Yepyeni bir kalkışma. Kendini bu sıtmaya bağışla

buluşturan gökyüzünden.

 

Eteklerin şehla ama sen derinsin sevgilim

son yağmurda kuşlarını hızlandır.

Aşkla soğutulmuş gecelerdesin,

suya iniyor aklındaki geyikler

yaran durmadan açılıyor

ve oldukça gürültülü kapital

 

Bir elmadasın, çekirdeğin daha içerde.

 

 

 

GİZ

 

Hızla çıktım içinizden, deriniz oldum

yüzünüz gibi değişe değişe maskeler edinen

eskiler edinirken bir Akdeniz günlüğü

suya yazıldığı için sönen ateşten sevgililer...

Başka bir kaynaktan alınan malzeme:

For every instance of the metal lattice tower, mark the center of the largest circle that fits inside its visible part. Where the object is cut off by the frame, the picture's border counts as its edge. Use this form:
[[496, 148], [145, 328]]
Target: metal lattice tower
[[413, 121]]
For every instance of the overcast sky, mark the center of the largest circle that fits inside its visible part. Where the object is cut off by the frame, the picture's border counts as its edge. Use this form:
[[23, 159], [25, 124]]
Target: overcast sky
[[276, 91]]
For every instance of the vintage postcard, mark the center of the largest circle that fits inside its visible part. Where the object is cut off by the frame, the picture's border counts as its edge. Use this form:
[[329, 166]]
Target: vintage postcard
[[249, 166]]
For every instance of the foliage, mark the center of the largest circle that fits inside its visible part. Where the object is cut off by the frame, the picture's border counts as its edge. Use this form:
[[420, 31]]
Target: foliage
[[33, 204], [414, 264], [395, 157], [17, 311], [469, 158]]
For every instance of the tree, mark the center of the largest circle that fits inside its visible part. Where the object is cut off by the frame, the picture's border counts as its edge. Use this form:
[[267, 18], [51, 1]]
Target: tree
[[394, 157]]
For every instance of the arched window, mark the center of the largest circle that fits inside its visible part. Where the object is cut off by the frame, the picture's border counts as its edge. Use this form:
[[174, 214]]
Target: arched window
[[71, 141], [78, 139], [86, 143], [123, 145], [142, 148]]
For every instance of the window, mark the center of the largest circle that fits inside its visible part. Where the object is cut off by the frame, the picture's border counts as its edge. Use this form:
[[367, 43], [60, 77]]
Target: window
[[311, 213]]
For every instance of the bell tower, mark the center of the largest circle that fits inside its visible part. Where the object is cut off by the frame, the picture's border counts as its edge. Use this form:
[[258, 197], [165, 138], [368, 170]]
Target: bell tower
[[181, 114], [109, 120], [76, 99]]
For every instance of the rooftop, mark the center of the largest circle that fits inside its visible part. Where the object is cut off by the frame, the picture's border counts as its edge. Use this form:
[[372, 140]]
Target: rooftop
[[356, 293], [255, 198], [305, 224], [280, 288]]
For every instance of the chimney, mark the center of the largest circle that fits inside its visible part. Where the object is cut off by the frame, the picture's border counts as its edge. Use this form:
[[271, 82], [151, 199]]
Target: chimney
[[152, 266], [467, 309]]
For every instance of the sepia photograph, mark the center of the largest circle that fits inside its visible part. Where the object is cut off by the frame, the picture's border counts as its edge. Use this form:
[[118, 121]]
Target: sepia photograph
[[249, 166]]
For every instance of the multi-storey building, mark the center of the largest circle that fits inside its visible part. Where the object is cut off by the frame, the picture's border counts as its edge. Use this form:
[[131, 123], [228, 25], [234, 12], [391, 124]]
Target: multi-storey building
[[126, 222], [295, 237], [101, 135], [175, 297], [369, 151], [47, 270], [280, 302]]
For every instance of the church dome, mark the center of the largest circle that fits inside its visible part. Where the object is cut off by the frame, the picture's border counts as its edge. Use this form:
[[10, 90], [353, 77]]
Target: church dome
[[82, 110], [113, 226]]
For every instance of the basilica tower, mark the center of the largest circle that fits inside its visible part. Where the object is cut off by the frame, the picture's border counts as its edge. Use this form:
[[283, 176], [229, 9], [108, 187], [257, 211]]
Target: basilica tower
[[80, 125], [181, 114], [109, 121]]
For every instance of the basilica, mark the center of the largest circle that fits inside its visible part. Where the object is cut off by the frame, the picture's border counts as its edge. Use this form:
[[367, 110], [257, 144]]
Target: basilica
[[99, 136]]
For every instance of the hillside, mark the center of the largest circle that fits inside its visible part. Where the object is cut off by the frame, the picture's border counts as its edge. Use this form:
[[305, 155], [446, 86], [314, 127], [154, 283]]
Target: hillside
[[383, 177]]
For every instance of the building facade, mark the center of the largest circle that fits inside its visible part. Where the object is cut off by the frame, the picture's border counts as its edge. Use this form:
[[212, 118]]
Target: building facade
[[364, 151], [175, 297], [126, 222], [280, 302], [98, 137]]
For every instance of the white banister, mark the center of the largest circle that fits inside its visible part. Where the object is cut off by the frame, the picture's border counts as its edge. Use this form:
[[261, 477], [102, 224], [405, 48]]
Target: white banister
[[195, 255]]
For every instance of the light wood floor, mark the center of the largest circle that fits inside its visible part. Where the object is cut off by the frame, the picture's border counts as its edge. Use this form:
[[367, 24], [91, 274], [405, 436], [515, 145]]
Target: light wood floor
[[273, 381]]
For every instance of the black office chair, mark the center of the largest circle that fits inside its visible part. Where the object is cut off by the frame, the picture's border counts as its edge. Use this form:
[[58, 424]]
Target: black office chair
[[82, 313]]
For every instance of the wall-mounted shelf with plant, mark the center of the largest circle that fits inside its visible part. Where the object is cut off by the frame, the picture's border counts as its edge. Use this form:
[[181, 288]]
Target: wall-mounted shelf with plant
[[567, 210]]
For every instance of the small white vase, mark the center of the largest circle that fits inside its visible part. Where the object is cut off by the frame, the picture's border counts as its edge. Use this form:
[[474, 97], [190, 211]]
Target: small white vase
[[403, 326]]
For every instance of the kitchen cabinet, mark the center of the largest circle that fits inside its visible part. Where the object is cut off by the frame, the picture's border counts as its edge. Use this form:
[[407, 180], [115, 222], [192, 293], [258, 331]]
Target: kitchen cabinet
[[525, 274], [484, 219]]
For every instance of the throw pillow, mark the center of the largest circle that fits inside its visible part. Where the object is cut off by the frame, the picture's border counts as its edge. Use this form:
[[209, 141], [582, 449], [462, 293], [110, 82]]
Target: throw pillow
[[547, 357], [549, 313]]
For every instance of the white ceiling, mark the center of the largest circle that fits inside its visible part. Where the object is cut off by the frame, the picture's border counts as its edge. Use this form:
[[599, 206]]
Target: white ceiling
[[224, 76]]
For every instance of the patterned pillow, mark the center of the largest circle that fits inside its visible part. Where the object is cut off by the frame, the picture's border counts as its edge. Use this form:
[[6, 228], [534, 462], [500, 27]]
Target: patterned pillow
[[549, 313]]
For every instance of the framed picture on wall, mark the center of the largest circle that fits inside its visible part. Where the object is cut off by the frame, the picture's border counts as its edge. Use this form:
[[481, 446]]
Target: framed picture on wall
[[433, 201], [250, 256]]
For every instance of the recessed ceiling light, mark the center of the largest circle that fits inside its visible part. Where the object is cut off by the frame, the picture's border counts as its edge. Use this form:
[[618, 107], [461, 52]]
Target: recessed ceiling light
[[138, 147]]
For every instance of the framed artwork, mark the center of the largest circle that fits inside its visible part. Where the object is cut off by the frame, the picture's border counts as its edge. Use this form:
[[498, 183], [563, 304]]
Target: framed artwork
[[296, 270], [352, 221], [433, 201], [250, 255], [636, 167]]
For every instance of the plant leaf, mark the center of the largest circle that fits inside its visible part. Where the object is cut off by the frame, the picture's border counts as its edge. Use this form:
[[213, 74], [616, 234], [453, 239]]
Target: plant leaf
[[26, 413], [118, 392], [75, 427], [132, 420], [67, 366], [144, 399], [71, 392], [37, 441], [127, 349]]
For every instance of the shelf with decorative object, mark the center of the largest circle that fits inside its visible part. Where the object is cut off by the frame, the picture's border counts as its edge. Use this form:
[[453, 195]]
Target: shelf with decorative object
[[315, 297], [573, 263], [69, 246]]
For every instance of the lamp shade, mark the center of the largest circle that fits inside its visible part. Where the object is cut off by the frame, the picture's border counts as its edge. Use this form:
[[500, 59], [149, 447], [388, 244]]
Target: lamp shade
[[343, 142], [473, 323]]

Kanım bitti, ayrıldım kendimden. Buluştum

nedense korku ve merak, birdenbire karanlık.

Ayrıldım kendimden, anladım tenin verdiği sözü

sonra uzaklıklar ve gökyüzü

mağaralar, yukarı Fırat kolu

kaos ve delta...

Vuruldum, bütün şairlerde ihaneti gördüm

büyük yalanı. Bildim her günün sıkılmak olduğunu

bildim bir ölüm unutmadı doğacak olanı.

Hızla çıktım içinizden, deriniz oldum

eskittiniz birbirinize sürte sürte beni

bölündüm, kimse bilmiyor o kocaman yalnızlıkta

dili kesiktim, bir azınlıktım kendime

 

 

Kanama / Veysel Çolak

 

Kumunu yitirmiş bir çölün hüznü

Önemlidir bir düş'ün depreminden

ölümün sevinci her silah sesi

kalbimde çalkalanır bir deniz bunu bilmekten.

 

Yüzünü yerinde kullanmıyor sevgilim

dalgınlığını da,

onda bir geyiğin dağlar kadar korkusu

kanı görünüyor bir avcının dürbününden

toplardamarında doğurgan bir acı

inciniyor zamansız gökyüzünden.

 

Sessizlikten öğrenmiş tutkuyu

ayrılıkla şakalaşmaktan

aşkı bir şarkıya uğramış durmuş

taş sözcüğünü duyunca kırılan cam gibi paramparça

bir bakıma göz ağrısı.

Çam kokulu dudakları değince ağzıma

kar diner, çiçek açar kasığındaki sudan.

 

Onu durmadan anımsamak bir kanama mı?

 

Nereme dokunsanız gül tadında bir sancı.

 

 

 

 

TERLETEN KELİMELER

 

 

 

Kalabalık bir aşk bu, ortasından bir halk geçiyor

başlatarak kentleri alacakaranlıktan. Ama konumuz gökyüzü

eski bir uygarlık gibi insan. Çağ denilen morg zamanı.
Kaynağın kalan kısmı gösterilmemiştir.